We have a very long association with Prescott and the surrounding area that includes early dates, a lengthy pen pal correspondence when I was working east of Paulden, and even our honeymoon as our anemic budget allowed for but one weekend away provided we cut every corner imaginable. It is this association and the resultant memories that enable us to look beyond the dramatic transition of the area in recent years and strive toward making new memories.
I finished up at the office on time and by 1:00 on Saturday afternoon, the Jeep was loaded, lunch was finished and we were rolling east on legendary Route 66. The delightful weather enhanced the holiday feel of our little outing but we were both quite concerned by the dry landscapes that looked more like June than late winter.
The sea of suburbia and its generic flotsam that has engulfed Prescott Valley (where I used to watch herds of antelope flow across the vast cedar studded grasslands) and Chino Valley (once a charming little farming community where I would do laundry and enjoy a fresh beef steak in the local cafe) now stretches almost to Paulden. Undaunted by the traffic circles and strip malls, interchanges and traffic lights that have replaced feed stores, cafes, and general stores, we continued on our quest to seek old memories and to make new ones.
Our destination was the lovely and historic Hassaymapa Inn that dates to 1927. Here is a photo taken last year in January.
As the rates had doubled since our last stay, it was a bit difficult to justify the cost but this was a celebration. As always our visit was most delightful.
The only fly in the ointment during our stay were a few rude guests who decided 1:00 in the morning was an ideal time for discussing sports teams – loudly and with ample use of the “F” word – in the hall.
Prescott is a very rare and unique little gem in that is historic district is not a recreation, someplace where a rediscovery of the architectural treasures lend people to refurbish the buildings as loft apartments or galleries. There are lots of these in the historic district here, but there are also a wide array of original businesses that allow for an exciting vibrancy tinged with historic continuity.
A year or so ago, True West magazine proclaimed the Palace across from the courthouse square to be the most authentic territorial era saloon in the state of Arizona.
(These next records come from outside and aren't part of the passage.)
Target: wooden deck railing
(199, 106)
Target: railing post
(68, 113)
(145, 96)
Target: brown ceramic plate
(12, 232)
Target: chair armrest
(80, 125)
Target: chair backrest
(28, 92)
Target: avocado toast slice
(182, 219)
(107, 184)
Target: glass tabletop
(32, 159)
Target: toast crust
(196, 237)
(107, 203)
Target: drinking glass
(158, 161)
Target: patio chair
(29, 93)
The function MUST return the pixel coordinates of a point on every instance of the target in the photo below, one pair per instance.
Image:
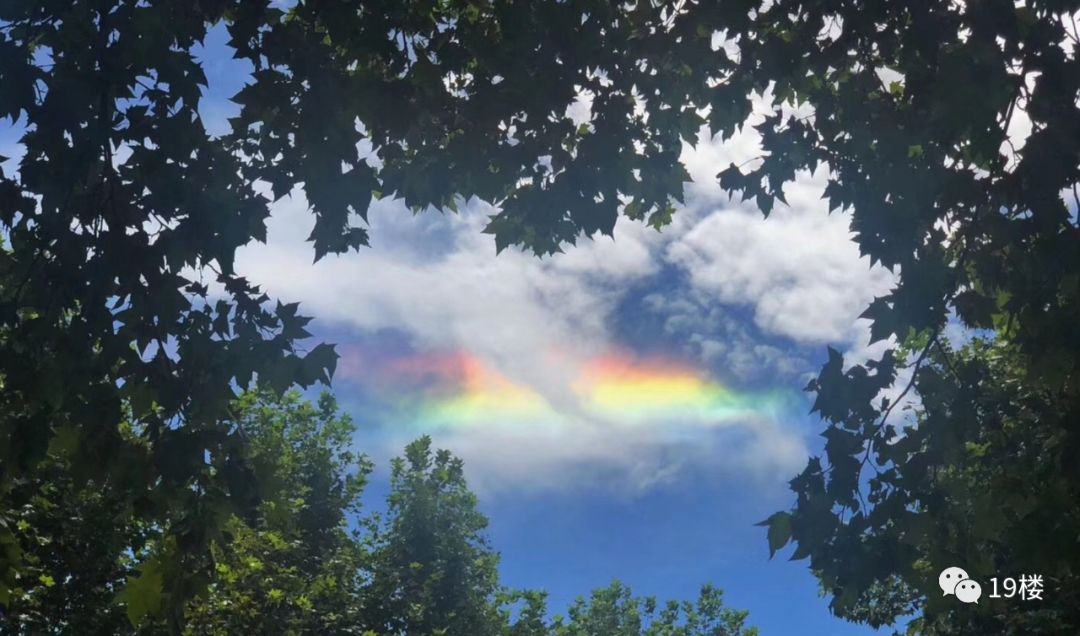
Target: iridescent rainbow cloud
(458, 390)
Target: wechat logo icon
(955, 581)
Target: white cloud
(538, 322)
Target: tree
(124, 205)
(297, 569)
(432, 569)
(615, 611)
(124, 210)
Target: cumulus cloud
(538, 322)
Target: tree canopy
(125, 213)
(310, 560)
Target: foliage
(421, 567)
(615, 611)
(432, 570)
(909, 105)
(124, 204)
(297, 569)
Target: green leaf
(779, 532)
(143, 595)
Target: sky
(626, 409)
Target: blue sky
(576, 496)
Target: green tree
(124, 210)
(296, 569)
(616, 611)
(432, 569)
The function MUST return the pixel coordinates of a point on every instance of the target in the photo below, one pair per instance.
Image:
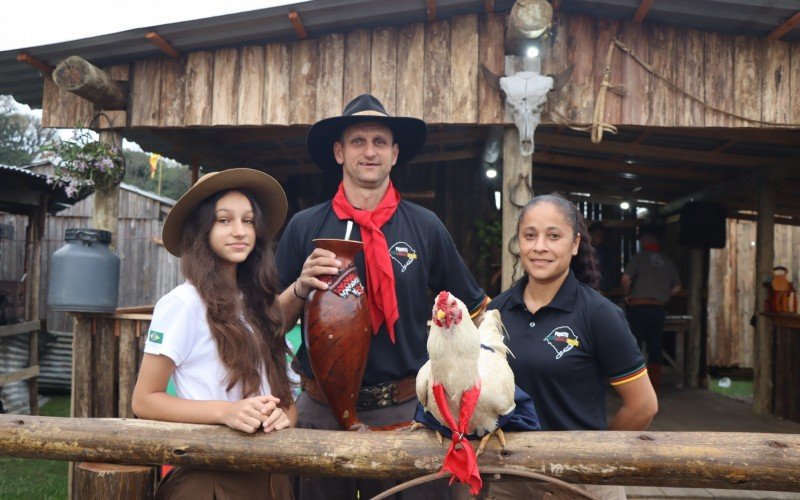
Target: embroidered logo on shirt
(562, 340)
(155, 337)
(403, 254)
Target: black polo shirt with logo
(424, 258)
(566, 353)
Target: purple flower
(80, 165)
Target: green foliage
(21, 135)
(85, 163)
(175, 177)
(490, 236)
(45, 479)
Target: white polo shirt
(179, 330)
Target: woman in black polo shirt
(567, 339)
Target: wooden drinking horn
(337, 334)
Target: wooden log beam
(431, 11)
(80, 77)
(785, 27)
(34, 62)
(297, 24)
(162, 44)
(642, 10)
(120, 482)
(693, 459)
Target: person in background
(569, 342)
(609, 268)
(220, 335)
(649, 280)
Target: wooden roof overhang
(253, 105)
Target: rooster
(464, 357)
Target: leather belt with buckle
(382, 395)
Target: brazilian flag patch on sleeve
(155, 337)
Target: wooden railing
(678, 459)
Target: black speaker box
(702, 224)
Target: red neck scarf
(460, 459)
(380, 274)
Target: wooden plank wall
(302, 82)
(730, 335)
(147, 271)
(432, 71)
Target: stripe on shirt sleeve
(629, 375)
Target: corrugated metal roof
(740, 17)
(20, 178)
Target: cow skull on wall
(525, 94)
There is not one but three historic hotels that have been meeting the needs of guests for decades.
After checking in at the Hassayampa Inn, we replayed our early dates by strolling hand in hand around the square and along historic Whiskey Row looking in the windows of shops and galleries just like that time so long ago when my pockets were full of empty. Within walking distance of the square there are restaurants for every budget and taste including a staggering array of authentic international options.
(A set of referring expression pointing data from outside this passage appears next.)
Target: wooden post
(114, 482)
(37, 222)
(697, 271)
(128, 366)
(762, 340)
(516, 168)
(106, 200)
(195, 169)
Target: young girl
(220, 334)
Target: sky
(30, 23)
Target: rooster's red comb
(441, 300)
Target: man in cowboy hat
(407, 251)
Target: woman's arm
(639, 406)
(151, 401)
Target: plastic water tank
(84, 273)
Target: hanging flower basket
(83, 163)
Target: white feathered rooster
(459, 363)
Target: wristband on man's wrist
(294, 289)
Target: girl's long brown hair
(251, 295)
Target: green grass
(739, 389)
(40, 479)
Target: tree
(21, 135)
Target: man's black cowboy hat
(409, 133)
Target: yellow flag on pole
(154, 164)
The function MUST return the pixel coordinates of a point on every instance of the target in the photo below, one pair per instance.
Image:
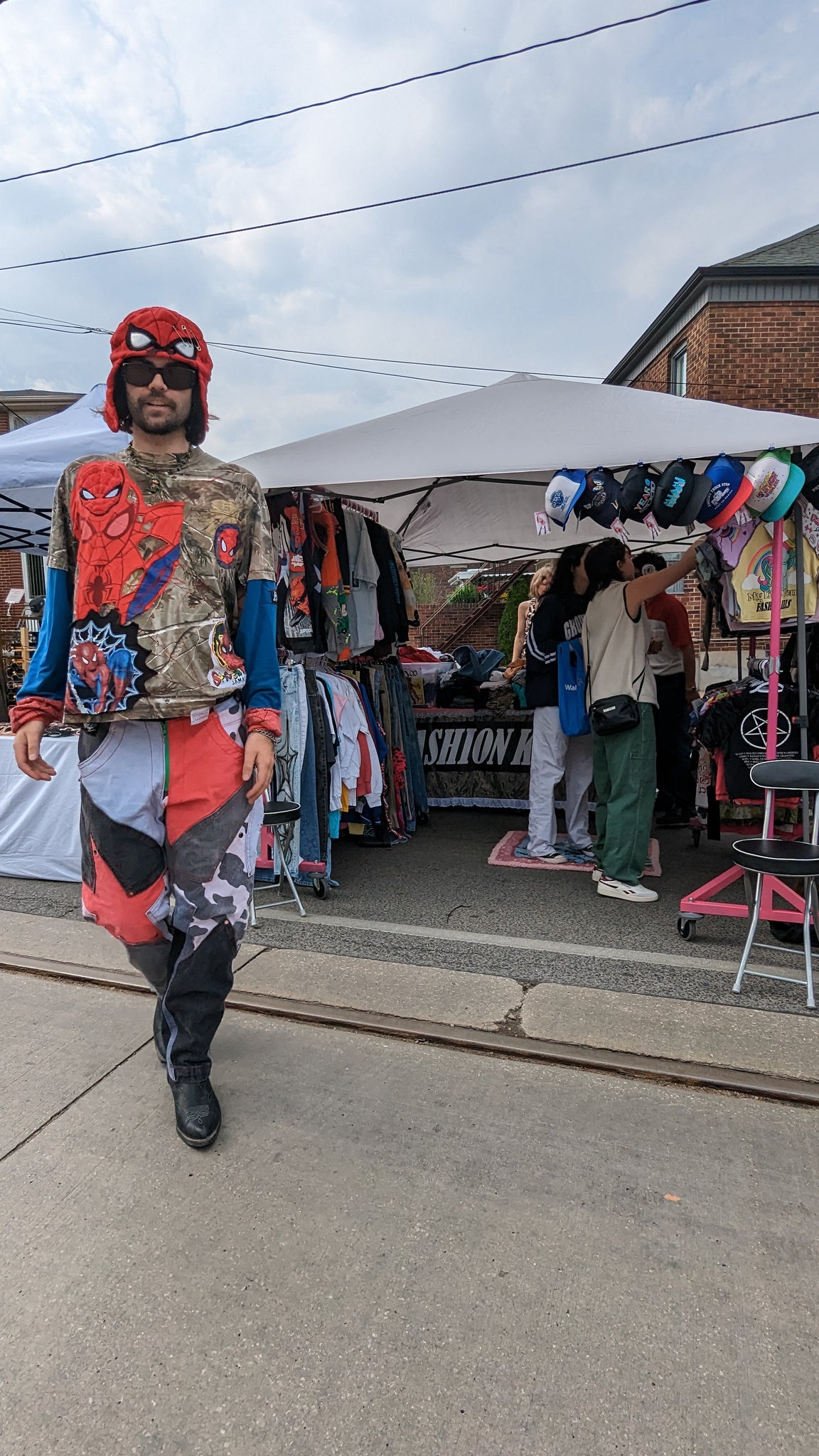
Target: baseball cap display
(727, 491)
(637, 494)
(695, 501)
(563, 494)
(787, 496)
(674, 493)
(601, 498)
(767, 475)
We settled on what has become a favorite of our, Prescott Brewing Company. A wonderful burger, and an excellent glass of their Petrified Porter, followed by the simple pleasure of watching the throngs of people ebb and flow among the shops, restaurants, and bars from the gazebo on the courthouse square until the evening chill chased us back to the hotel rounded out a pleasant evening and a near perfect day.
Sunday, today, was our big day. An excellent breakfast in the Peacock Dining Room with its vintage flourishes at the Hassayampa Inn, topping off the tank in the Jeep (6.5 gallons for the 166 mile trip justifying my discovery that 60 miles per hour is the optimum speed for the Jeep), some picnic supplies, and a pleasant drive to Seligman along the Williamson Valley Road through the Prescott National Forest.
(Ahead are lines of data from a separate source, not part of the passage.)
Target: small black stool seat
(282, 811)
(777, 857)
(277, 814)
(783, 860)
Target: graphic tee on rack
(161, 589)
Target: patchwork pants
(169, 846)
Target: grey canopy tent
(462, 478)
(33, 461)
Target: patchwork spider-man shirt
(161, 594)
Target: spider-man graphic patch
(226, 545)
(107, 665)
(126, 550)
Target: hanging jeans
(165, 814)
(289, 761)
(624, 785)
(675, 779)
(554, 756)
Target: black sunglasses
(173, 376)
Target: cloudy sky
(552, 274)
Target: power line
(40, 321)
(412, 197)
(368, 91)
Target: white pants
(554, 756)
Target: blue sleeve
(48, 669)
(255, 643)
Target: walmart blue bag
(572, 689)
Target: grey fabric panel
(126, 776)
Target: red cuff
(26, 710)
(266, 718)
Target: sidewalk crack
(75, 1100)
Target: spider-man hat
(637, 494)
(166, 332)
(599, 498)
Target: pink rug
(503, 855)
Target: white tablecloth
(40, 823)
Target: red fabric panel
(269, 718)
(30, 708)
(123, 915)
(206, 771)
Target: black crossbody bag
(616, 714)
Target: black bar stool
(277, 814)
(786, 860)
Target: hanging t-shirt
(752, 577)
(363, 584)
As it turned out, we were a bit premature in our rush for a picnic. The temperature hovered around fifty degrees and the breeze was still. So, we settled into the back seat and made use of the center console.
With the last leg of the trip made along Route 66, we completed what constitutes a near perfect weekend in my book. And is often the case in my world, our magical weekend getaway lasted exactly one day and one hour. Now, its back to the grindstone and jousting at windmills.